Washington — Os Estados Unidos decidiram ampliar sua presença militar no Oriente Médio com o envio de até três navios de guerra adicionais e cerca de 2.500 fuzileiros navais, segundo informações de autoridades americanas ouvidas pelo New York Times. As embarcações partiram da região do Indo-Pacífico em meio à escalada de ataques atribuídos ao Irã no Estreito de Ormuz.
Com o reforço, os militares se somarão a um contingente que já ultrapassa 50 mil soldados americanos na região. O movimento ocorre em um momento de tensão crescente e inclui ativos navais de grande porte, como o porta-aviões USS Abraham Lincoln, já deslocado para a área.
Fontes disseram ao Wall Street Journal que o secretário de Defesa Pete Hegseth autorizou um pedido do Comando Central dos EUA para o envio de um elemento de um grupo anfíbio de prontidão, acompanhado por uma Unidade Expedicionária de Fuzileiros Navais. Entre os meios mobilizados está o navio de assalto anfíbio USS Tripoli, baseado no Japão, que já segue em direção ao Oriente Médio. O Pentágono não comentou oficialmente a operação.

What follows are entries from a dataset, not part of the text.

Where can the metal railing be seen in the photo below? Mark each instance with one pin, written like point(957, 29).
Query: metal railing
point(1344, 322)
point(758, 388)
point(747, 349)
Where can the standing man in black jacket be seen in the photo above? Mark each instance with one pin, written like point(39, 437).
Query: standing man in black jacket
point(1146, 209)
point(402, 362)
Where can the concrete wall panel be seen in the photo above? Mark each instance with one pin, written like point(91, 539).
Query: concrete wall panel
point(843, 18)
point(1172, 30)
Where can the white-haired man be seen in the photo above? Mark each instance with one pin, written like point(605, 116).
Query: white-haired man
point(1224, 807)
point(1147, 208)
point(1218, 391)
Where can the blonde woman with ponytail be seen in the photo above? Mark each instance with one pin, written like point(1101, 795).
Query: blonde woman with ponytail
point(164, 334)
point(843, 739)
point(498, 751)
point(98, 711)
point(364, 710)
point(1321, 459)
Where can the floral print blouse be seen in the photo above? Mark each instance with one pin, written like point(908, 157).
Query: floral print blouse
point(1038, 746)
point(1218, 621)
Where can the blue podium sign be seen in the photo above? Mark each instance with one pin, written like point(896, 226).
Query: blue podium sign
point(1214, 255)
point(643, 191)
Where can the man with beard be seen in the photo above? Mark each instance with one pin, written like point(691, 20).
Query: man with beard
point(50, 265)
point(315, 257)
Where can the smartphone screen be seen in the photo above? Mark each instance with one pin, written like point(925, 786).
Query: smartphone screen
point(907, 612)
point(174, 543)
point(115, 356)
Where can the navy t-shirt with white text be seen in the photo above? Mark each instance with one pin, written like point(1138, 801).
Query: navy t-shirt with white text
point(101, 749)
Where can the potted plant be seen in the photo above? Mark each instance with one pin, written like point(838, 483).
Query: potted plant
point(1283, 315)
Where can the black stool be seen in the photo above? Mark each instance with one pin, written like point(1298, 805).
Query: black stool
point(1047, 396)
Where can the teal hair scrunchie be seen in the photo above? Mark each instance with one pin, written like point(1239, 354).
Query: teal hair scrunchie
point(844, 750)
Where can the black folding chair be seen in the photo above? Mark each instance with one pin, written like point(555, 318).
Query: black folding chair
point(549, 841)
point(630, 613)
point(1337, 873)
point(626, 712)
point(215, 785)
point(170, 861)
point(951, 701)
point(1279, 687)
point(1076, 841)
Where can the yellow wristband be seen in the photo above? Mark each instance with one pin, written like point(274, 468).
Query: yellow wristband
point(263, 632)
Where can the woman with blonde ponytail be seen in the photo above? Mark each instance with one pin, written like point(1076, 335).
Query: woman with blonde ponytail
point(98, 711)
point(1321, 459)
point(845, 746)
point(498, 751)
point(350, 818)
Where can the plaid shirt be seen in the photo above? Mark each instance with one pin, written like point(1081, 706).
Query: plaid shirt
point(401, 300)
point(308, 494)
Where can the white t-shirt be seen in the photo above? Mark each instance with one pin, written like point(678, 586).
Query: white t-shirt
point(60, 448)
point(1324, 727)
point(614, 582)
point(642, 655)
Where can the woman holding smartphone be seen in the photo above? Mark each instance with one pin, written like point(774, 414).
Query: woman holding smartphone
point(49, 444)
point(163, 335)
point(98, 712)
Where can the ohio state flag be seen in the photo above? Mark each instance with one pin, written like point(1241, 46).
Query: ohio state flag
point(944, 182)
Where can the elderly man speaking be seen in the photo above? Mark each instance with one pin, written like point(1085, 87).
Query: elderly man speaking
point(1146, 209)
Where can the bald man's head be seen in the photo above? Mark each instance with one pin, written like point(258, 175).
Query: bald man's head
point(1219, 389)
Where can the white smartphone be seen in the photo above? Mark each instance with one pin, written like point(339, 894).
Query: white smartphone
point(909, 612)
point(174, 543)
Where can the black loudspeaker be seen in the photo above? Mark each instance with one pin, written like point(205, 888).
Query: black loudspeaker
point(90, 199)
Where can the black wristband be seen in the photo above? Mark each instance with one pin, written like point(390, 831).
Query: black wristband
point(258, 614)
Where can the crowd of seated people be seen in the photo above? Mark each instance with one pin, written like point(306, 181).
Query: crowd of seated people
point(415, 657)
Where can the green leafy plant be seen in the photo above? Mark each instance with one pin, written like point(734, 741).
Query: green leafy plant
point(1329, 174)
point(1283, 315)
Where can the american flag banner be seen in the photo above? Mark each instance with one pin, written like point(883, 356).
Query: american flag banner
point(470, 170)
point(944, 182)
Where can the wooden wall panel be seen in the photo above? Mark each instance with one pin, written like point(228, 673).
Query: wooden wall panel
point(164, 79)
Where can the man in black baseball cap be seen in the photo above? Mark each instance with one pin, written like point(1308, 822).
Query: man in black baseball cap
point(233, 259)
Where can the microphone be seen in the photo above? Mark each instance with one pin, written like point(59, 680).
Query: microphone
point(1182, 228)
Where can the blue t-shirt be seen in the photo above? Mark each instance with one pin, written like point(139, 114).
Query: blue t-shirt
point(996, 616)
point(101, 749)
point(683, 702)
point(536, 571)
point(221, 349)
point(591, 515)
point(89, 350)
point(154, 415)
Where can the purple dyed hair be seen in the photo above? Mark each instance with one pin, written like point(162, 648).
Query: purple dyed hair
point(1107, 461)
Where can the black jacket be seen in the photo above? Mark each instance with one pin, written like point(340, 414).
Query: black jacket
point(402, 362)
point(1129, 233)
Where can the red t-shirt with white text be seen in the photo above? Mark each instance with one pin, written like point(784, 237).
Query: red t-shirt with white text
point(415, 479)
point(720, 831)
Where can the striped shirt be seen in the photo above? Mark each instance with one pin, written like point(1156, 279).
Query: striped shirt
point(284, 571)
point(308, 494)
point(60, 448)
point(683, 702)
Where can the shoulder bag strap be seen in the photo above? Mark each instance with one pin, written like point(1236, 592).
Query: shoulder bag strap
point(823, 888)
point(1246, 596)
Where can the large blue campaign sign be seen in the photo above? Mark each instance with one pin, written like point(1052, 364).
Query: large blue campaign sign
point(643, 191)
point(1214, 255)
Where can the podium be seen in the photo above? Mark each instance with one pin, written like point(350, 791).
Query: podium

As Unidades Expedicionárias de Fuzileiros Navais (MEUs, na sigla em inglês) são forças de resposta rápida capazes de operar a partir do mar, executando missões que vão de assaltos anfíbios e operações especiais ao reforço da segurança de embaixadas, evacuações de civis e ações humanitárias.
De acordo com a Associated Press, embora o deslocamento represente um aumento expressivo de tropas, isso não indica necessariamente a iminência de uma operação terrestre. Um oficial americano, sob condição de anonimato, confirmou que elementos da 31ª Unidade Expedicionária de Fuzileiros Navais receberam ordens de deslocamento e que o USS Tripoli ainda está a mais de uma semana de navegação das águas próximas ao Irã.